Solutions to problems are not always high-tech. In recent years, a number of GTRI projects have fallen under the category of "technology insertion." This involves updating existing hardware or systems with the latest technology.
Technology insertion projects may involve reverse engineering, where new parts are built from scratch because spares are no longer available. Or they may involve extensive retrofitting, as in the case of Royal Australian Navy helicopters.
The decades-old helicopters were used for maritime surface surveillance, anti-surface warfare and search-and-rescue missions. GTRI engineers stripped the fleet of SH-2G Super Seasprite helicopters down to the airframe and re-built them into state-of-the-art flying machines.

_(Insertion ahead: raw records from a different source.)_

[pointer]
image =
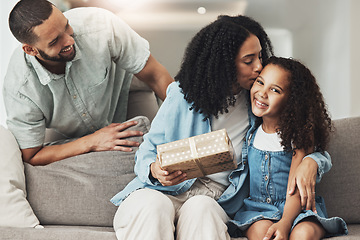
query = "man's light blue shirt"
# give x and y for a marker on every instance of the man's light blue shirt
(91, 94)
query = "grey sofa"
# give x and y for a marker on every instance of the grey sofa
(71, 197)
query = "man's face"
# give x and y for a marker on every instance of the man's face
(55, 39)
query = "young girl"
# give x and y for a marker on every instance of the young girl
(292, 121)
(210, 93)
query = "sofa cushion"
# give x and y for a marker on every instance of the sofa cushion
(15, 210)
(77, 190)
(340, 186)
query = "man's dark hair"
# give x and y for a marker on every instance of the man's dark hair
(26, 15)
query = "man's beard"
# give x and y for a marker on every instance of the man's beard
(58, 58)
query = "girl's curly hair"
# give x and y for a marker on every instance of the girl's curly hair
(208, 70)
(305, 122)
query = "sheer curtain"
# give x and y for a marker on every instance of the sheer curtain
(8, 43)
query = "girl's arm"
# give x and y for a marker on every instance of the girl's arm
(292, 208)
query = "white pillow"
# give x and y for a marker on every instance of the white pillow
(15, 210)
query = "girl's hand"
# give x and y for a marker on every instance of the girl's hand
(278, 231)
(164, 177)
(305, 179)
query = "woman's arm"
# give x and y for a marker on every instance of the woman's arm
(281, 229)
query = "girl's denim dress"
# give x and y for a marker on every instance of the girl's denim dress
(269, 173)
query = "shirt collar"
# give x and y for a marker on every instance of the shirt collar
(45, 77)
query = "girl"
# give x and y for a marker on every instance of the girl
(210, 93)
(292, 121)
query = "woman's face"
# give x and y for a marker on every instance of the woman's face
(270, 92)
(248, 63)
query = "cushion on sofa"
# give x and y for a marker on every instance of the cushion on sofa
(15, 210)
(77, 190)
(339, 186)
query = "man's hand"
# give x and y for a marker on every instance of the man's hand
(305, 180)
(164, 177)
(113, 138)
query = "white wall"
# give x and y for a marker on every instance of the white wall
(324, 36)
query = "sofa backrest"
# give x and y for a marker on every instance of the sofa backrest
(340, 187)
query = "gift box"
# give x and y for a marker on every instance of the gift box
(198, 156)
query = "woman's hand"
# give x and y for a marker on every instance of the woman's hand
(305, 179)
(164, 177)
(278, 231)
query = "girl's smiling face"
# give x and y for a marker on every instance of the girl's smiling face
(269, 93)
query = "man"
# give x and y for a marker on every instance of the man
(73, 74)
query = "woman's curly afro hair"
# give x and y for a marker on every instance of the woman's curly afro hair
(208, 71)
(304, 122)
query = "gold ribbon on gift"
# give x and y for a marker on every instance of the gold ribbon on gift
(195, 155)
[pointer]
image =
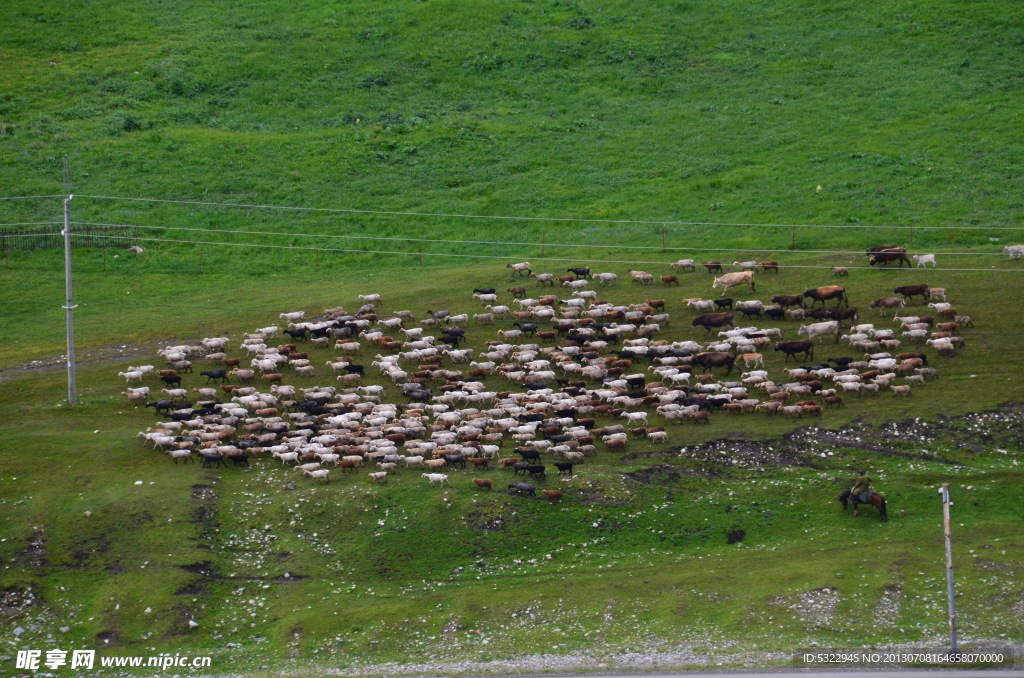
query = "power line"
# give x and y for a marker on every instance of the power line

Human-factors engineers in GTRI's Electronics Systems Laboratory worked as subcontractors to Kaman Aerospace Corporation. The engineers focused on cockpit details, from the placement of controls to the development of computer software screens that comprise the heart of the new flight systems. Four computer display screens, as well as advanced flight and control electronics, replaced mechanical gauges, switches and other cockpit devices.
Complicating the project was the requirement that the aircraft accomplish its missions with a crew of two, rather than the crew of three typical for this type of helicopter. The sensor operator position was eliminated, and the tactical coordination officer must operate the sensors and communications systems while also serving as co-pilot. GTRI's work ensured that the workload of both the co-pilot and pilot remained within acceptable limits.
In another example of frugal use of expensive military hardware, VHSIC Hardware Description Language software helped Georgia Tech researchers devise components that reduce the costly impact of integrated-circuit obsolescence.
The VHDL code captures inherent electrical/timing requirements in software, allowing manufacturers to replace older designs with current technology, thereby extending the radar's life. VHDL code allows a higher level of integration, reducing parts count and increasing reliability. Among the technique's applications was a board redesign in a particular radar deployed aboard F-15 aircraft.